Validation of Will
The first responsibility of an executor (the person chosen in the will to oversee its terms) is to make the state of Georgia aware of your will. She must present it to the probate court, generally in the county where the decedent lived, so the court can determine that it is authentic and valid. Georgia accepts wills made in other states as long as they conform to Georgia law. However, the American Bar Association warns that some provisions of a will can have a different meaning in Georgia than in other states. If you move to Georgia with an existing will, you should have it reviewed by a Georgia attorney.
Appointment of Executor
Next, the executor must take an oath of office to formally accept the position. The court then gives her documents--usually called “letters testamentary” or “letters of administration”--that authorize her to make decisions and take actions on behalf of the estate.
Choice of Probate
After the executor is sworn in, he must decide how the estate is going to be probated. The streamlined version available for uncomplicated estates is “common form probate” and does not involve any court appearances. However, it does allow heirs to contest the will for up to four years after it has entered probate. Another choice is “solemn form probate,” which does require court appearances, but heirs can only contest the will and the deceased’s creditors can only make claims against the estate for specified periods of time. The executor also has the option of skipping the probate process if the estate owns no property. This might happen when life insurance proceeds go directly to a beneficiary named in the policy or when real estate is jointly owned with "rights of survivorship," meaning it passes directly to the co-owner, usually the spouse. However, the will must still filed with probate court even if an application for probate is not.
Settling the Estate
Once the estate has entered probate, the executor begins addressing the details of settling it. This usually includes locating and itemizing assets and having them appraised or sold to cover expenses of the estate, such as your funeral expenses, probate fees and court costs, attorney fees or costs of placing any newspaper notices. Next the executor will pay off the decedent’s debts and any taxes that are owed. Finally, he distributes bequests and remaining assets to the beneficiaries.
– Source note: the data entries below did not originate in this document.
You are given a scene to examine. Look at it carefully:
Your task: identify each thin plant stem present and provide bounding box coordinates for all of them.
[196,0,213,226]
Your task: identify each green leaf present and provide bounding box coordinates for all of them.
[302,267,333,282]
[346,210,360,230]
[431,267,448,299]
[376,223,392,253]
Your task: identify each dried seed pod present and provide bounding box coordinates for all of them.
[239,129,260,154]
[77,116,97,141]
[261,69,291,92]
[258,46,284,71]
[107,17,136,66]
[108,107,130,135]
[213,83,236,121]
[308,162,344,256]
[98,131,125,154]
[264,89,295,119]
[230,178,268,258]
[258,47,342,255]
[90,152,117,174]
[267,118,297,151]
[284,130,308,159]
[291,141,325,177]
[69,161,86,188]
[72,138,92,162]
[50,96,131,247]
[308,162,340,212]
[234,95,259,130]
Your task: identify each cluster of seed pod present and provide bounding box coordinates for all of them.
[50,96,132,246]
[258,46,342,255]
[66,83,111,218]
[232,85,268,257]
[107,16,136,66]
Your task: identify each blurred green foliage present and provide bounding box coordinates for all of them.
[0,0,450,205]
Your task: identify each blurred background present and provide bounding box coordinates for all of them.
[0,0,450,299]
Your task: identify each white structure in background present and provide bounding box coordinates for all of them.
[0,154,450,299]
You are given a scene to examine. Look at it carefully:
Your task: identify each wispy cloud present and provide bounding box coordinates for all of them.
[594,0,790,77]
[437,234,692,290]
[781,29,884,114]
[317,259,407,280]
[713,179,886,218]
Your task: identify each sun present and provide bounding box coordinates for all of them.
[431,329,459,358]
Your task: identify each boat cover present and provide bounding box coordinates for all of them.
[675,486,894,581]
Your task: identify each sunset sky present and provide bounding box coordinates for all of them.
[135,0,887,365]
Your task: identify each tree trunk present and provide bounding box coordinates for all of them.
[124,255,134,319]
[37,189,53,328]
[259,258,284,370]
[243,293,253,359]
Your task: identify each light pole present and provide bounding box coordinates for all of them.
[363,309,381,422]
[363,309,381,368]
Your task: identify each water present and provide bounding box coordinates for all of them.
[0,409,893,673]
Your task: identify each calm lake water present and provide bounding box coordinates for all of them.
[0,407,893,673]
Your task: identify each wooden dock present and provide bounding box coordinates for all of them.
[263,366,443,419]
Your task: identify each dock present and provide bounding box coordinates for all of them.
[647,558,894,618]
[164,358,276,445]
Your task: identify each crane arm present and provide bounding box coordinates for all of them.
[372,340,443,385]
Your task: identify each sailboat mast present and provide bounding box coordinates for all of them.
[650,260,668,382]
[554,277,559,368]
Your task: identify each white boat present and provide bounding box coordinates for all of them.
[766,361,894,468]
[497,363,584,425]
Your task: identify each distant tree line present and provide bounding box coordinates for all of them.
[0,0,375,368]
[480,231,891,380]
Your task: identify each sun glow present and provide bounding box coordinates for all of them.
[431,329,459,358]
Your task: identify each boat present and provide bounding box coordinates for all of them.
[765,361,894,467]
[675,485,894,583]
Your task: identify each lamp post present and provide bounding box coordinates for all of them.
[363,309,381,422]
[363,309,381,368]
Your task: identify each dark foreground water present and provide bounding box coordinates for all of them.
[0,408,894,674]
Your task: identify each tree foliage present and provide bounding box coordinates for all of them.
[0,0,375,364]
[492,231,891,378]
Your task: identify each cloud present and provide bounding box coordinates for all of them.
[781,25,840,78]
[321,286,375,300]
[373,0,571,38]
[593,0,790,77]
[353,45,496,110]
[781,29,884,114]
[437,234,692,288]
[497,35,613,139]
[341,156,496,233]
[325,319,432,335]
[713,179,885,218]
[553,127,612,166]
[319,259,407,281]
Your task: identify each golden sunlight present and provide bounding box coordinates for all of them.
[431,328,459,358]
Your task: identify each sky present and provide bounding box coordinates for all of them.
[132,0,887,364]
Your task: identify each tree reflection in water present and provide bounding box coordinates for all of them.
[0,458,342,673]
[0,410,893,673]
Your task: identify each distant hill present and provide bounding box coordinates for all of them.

In some cases, the law can supersede your will, which typically would happen if you wrote your will before you got married, divorced or had a child. The law will not allow you to disinherit your wife--either intentionally or by oversight. If you marry but do not update your will to include her, she would still receive an "elective share" of your estate. An elective share is a percentage that she can elect to receive instead of what was left to her--or not left to her--in your will, equal to whatever she would have received as your most immediate heir if you had not left a will at all. Children born after you made your will but not added to it also receive a share proportionate to that of your other children. If you divorce, provisions made for your ex-spouse are generally revoked by the state unless your will expressly states otherwise.